Monday, August 11, 2008

Do I want a "real job"?

"Real jobs," as Martin has described them are a source of peculiar and confused emotions for me. Although I am actively pursuing one, I am deep into questioning why I am doing so and for what end I am pursuing this avenue.

Most "real jobs" today do not entail what I like to do. That is, sitting inside on a beautiful day, staring at LCD screens, talking to people on the phone, filling out forms, having meetings. In fact, those are perhaps my least favorite activities on the face of the earth. I would much rather be outside, doing something active, or contributing something worthwhile to human existence. However, those jobs usually either don't pay you enough to live on, are few and far between, require lots of qualifications, or don't exist. So if I want to have my root canals at least marginably affordable and to hope to have a chance of maybe owning a small house one day, I have to seek a "real job."

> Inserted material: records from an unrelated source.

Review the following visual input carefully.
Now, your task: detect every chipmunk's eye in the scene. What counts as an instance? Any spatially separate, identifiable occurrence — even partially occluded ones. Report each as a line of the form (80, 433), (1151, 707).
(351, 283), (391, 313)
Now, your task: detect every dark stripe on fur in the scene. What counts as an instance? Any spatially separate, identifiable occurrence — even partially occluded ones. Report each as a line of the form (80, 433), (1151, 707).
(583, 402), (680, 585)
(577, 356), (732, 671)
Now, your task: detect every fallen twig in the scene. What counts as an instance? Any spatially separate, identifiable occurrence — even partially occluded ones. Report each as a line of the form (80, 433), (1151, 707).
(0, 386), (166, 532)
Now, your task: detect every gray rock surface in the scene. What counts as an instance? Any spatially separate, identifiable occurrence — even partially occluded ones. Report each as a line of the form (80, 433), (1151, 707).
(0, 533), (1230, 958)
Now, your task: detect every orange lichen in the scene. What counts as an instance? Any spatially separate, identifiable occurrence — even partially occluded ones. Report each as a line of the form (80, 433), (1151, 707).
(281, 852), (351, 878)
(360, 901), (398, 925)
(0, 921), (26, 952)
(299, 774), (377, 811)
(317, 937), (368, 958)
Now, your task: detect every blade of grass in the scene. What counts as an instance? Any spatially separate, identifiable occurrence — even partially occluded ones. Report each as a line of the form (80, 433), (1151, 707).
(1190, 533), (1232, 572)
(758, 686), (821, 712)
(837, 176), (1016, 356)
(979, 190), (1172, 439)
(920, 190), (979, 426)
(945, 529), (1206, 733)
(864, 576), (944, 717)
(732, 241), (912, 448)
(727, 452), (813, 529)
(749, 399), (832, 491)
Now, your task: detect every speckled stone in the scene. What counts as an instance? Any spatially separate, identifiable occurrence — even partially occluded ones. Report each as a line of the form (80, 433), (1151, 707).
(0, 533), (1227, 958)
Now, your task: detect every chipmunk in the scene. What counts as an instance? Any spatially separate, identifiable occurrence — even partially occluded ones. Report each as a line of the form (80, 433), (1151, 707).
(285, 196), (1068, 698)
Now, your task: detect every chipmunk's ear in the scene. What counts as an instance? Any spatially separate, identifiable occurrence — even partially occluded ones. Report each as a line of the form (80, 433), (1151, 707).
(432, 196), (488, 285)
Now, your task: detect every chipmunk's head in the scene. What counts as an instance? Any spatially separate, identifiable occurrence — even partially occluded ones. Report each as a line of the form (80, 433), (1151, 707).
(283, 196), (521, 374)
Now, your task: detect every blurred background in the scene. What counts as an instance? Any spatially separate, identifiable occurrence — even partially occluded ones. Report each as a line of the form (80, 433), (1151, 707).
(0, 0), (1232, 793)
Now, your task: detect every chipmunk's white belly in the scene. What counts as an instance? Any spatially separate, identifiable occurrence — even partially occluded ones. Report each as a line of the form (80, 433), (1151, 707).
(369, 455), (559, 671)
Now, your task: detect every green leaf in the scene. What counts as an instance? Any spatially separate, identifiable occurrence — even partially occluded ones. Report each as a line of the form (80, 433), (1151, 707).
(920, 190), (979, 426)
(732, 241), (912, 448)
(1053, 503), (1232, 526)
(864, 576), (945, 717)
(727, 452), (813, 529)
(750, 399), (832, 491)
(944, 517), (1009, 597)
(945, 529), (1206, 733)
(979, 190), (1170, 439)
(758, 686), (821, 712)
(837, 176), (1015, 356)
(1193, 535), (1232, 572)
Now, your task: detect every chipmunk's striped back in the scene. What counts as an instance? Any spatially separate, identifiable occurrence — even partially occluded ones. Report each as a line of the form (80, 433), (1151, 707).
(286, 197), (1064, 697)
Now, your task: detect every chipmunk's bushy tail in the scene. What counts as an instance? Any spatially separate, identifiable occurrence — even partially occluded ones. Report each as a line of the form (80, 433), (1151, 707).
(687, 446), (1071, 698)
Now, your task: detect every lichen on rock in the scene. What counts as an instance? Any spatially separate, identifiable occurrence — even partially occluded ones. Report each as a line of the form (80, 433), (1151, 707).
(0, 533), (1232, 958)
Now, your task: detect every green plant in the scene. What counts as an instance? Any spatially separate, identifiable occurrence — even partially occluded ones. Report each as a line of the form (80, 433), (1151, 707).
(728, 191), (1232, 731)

But why? I have no desire to pursue a conventional career. That means investing in something I don't value and don't like, sort of like Social Security. Which means I'm condemned to either working a non-career job or being perpetually stuck at the bottom of the corporate ladder.

The fact that motivated, ambitious, intelligent people in this world have almost no choice but to participate in this system of alienated existence is insane. In order to simply live, one must further the very thing which makes them dislike life. They cannot live simply and pursue honest, though less glorious, jobs for that is not what our civilization values. Progress, growth, wealth creation, consumption -- this is life as we define it now. We worship those idols so fervently that we are blind to the fact that there, for centuries, was another path.

I would prefer that we were a world of farmers and ranchers, artists and craftsmen, where life was slower and more valued, where life was measured in seasons and eras, not in quarterly profit projections. Where life was a spiritual and philosophical journey, not a struggle to ensure the triumph of consumption. That is how much of humanity has existed across its history. Of course, there is no going back now, not without changes that no modern person would ever tolerate, and certainly not with the chronological snobbery we wallow in.

Plenty of you corporate types will laugh and berate me for my "old-fashioned" or "obsolete" yearnings. He doesn't understand how great affluence, technology, and leisure has made human life! they'll say. What a rube, wishing for days he'll never see! That's fine, perhaps you are happy and proud of what you've done. But no man can count himself truly humble unless he can look at what he has created and somewhere in his mind wonder if there is not a terrible, unseen cost, questioning whether what was old has truly been replaced by something better. I contend that is has not.